By behaviours, I mean in relation to my emotions. When inspiration hits, it is a damn powerful force. I feel invigorated, that I can do something with myself. They say that the greats in their respective fields did what they loved just for the hell of it, and dammit, I’m gonna do it too! But when the inspiration fades and I result in nothing, I feel like shit. A waste of space. Sure, I get things done that cost me something in the end, but when it comes to creation for the sake of creation, I do not have much to show for it. That is, as much as I would like to have. I hear tales of others who enter the arts and the like who can’t do anything but what they love: kids who have written novels in their grade school years, artists who have sketchbooks filled with creative pieces. When I examine my life and find that I do not have those things, and when I notice that I lack the drive to create this things, I get down. Sure, I do other things to cheer me up, like listen to music, watch some good animations, play some games, and I eventually get out of the rut (thus leading myself to another bout of unwarranted inspiration). But it always nags in the back of my mind that I haven’t successfully acted on my inspirations. My lack of a “portfolio” of sorts gnaws on my consciousness, making me subtly uneasy. It is a cycle that drains me in one instant and invigorates me in the next. It is a cycle that I wish would cease.

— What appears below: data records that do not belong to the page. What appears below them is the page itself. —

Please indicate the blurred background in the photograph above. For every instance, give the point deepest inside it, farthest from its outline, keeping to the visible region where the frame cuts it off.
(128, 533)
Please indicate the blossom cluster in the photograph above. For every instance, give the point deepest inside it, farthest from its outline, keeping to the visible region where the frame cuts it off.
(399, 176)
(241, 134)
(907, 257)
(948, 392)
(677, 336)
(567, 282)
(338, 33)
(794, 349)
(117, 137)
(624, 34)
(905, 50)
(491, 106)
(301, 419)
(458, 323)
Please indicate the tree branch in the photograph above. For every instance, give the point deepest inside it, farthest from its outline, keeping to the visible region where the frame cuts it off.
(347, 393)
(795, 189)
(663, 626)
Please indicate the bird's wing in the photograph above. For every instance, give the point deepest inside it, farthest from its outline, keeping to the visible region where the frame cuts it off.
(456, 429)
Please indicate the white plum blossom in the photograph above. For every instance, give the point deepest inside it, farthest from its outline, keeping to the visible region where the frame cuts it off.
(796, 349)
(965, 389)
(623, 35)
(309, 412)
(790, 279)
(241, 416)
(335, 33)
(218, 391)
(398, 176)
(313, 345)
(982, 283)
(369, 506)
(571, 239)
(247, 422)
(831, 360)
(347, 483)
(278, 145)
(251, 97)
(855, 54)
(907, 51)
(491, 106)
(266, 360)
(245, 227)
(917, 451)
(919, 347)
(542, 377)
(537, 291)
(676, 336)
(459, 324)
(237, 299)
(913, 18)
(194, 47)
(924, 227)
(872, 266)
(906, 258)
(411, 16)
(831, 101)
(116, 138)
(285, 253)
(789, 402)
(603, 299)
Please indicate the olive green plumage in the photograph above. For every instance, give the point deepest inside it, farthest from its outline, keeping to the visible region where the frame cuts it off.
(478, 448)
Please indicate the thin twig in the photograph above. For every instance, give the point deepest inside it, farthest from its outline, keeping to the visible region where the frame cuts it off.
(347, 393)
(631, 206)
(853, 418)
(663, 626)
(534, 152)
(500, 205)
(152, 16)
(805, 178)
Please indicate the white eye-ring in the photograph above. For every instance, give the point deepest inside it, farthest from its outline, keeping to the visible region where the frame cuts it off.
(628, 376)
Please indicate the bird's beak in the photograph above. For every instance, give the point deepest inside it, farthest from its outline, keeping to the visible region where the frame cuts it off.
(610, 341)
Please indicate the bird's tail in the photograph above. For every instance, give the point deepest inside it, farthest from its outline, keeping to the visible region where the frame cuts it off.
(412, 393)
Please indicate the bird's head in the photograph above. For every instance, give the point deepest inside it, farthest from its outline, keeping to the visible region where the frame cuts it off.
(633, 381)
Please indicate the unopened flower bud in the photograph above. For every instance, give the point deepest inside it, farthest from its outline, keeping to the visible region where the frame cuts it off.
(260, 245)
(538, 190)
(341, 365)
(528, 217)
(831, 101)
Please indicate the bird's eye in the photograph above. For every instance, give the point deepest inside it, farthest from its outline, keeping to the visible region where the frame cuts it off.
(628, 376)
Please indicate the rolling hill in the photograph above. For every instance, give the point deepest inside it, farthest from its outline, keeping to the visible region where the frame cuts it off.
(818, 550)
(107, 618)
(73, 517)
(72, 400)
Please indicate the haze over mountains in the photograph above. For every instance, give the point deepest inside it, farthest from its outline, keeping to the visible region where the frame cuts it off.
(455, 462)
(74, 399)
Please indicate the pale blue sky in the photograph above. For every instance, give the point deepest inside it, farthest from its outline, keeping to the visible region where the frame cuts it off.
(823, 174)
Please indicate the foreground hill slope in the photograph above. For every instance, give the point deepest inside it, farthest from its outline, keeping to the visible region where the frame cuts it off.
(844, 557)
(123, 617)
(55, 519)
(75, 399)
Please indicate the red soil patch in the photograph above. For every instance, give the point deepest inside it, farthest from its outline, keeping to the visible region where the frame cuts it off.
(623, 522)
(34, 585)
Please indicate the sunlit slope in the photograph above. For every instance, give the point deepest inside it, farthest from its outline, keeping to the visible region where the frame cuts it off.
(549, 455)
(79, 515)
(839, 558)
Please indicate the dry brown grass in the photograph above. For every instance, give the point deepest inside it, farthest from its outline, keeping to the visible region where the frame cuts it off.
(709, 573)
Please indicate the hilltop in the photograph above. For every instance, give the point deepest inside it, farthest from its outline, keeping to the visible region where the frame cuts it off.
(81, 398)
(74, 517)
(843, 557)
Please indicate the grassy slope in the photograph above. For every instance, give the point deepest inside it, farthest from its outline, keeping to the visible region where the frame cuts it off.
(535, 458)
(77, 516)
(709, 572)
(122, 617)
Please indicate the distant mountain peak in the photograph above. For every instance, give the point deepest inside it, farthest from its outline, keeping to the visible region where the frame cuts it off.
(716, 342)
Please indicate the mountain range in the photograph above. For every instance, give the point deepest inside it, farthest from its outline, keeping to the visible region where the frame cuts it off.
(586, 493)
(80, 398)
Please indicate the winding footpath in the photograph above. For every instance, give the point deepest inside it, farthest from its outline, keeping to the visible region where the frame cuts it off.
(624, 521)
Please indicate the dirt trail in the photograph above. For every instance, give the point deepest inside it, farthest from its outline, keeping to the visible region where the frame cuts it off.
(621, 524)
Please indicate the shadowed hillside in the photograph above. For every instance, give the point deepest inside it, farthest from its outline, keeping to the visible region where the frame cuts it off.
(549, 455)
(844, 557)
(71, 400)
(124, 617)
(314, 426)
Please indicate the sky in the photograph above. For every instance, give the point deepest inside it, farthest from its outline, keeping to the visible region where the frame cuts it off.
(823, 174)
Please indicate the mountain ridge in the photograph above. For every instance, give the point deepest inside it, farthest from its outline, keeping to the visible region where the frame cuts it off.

Then again, I hear of artists who go through the same thing, in different respects. Some artists make what they can, but are continually convinced that what they made is shit, that they’re no good. This self-loathing in artistry is well documented, but in my case, it is underlined by the fact that I don’t even have those shitty things to lament. I make things here and there that I keep, but as previously stated, in times when I could make something, I usually don’t. As an example, I am making this blog post right now, but part of me is confident that it will be quite a while before I do anything else creative.

And I guess that’s my problem. What I should do, what I need to do is man up and do something. The main thing seems to be that, without a deadline or a cost, I choose not to do things. But I say now that I am going to actively try to change that. I will attempt to do, each day, something constructive and creative that is outside of what needs to be done (like work, school, etc). I will make something, whether it is a blog post, a drawing, something written, etc. Even if what I make is shit, I will keep it and continue. Hopefully this habit will help me break my self-injuring cycles. Ideally, I hope that this leads to me doing even more things a day just for the sake of them, and that it jogs my mind into conjuring my inspiration when it is actually needed. Ideally, this will end the feelings of utter uselessness that I feel I experience far too often.

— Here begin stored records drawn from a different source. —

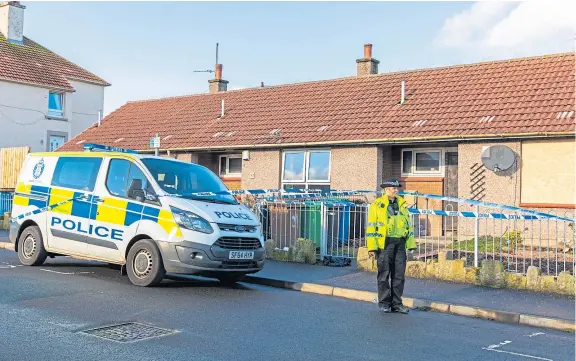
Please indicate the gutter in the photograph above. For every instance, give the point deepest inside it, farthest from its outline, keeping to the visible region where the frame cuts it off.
(479, 137)
(44, 86)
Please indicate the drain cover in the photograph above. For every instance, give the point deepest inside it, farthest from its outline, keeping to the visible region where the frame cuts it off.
(129, 332)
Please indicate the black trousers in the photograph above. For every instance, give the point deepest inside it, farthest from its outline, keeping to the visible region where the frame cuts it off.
(391, 269)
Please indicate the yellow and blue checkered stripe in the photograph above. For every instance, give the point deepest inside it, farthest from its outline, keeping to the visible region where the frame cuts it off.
(78, 204)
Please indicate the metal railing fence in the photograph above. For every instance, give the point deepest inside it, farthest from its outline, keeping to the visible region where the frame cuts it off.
(518, 238)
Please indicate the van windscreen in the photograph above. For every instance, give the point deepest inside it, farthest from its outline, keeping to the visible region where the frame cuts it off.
(183, 179)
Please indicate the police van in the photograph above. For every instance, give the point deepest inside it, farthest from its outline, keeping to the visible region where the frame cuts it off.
(151, 214)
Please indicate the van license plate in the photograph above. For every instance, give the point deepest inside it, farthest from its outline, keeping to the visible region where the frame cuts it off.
(241, 255)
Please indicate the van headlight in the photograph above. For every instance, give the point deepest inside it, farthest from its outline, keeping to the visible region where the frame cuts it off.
(192, 221)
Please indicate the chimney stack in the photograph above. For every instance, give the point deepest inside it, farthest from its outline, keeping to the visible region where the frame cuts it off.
(218, 85)
(367, 65)
(12, 21)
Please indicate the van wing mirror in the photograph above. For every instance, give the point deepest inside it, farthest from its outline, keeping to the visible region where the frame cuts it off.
(135, 190)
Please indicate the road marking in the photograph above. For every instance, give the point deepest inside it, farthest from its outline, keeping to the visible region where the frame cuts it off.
(536, 334)
(62, 273)
(491, 347)
(517, 354)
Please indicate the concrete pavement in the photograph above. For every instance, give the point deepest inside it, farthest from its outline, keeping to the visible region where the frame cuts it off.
(539, 304)
(502, 305)
(48, 307)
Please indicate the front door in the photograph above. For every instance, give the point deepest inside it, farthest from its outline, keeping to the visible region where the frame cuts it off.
(55, 142)
(451, 190)
(68, 224)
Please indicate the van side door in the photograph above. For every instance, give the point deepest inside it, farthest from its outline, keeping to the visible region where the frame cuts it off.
(119, 210)
(74, 179)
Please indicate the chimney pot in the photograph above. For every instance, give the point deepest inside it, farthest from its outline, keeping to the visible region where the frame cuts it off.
(368, 51)
(12, 21)
(217, 84)
(218, 71)
(367, 65)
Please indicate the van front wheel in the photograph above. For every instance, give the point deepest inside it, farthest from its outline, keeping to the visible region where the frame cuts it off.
(31, 251)
(144, 264)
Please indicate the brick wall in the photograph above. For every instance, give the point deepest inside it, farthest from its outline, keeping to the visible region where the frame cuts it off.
(428, 225)
(233, 184)
(356, 168)
(209, 161)
(263, 170)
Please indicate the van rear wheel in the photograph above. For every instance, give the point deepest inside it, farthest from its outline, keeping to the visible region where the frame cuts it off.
(31, 251)
(144, 264)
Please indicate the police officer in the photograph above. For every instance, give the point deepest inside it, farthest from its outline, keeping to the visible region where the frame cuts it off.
(388, 235)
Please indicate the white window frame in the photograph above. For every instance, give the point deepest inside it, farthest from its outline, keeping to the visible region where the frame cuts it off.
(308, 183)
(413, 172)
(227, 173)
(63, 101)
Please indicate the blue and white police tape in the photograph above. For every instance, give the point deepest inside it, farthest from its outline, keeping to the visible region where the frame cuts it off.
(319, 193)
(473, 214)
(46, 209)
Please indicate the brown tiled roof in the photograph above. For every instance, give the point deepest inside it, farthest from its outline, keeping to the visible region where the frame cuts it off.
(515, 97)
(31, 63)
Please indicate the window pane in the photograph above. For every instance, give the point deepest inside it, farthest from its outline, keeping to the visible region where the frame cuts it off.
(235, 165)
(76, 173)
(319, 187)
(223, 166)
(319, 166)
(55, 101)
(427, 161)
(294, 166)
(136, 173)
(55, 104)
(294, 186)
(407, 162)
(55, 142)
(117, 179)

There. Now it’s in writing. Before, I would make similar commitments, but in my mind. My mind, however, is a very malleable place. But now the text exists outside of myself. I have something to look to, something to push me on. I pray that it is enough. I sincerely hope that this is the beginning of a new age for myself. An age, dare I say it, of “magical wonder” (trademark).

Lastly, before I decide to publish this, I must mention that I could never be a businessman. My Intro to Entrepreneurship class is teaching me that. All of that work done for green (as in money, not environment), all of it revolving around green. Where did the humanity go? Where did doing things because you believed in them go? I know the way our current society works demands the dollar above all else, but that doesn’t mean it’s the best way. I am not declaring a solution, and I could go into more detail in another post, but I just think it’s worth saying that, in the example of creating one’s own business, one should do it because they want to create something, not just for some green (working to avoid poverty notwithstanding).

To recap: I must do something each day for the sake of doing it. That is my new creed. May it lead me to where I wish to end up.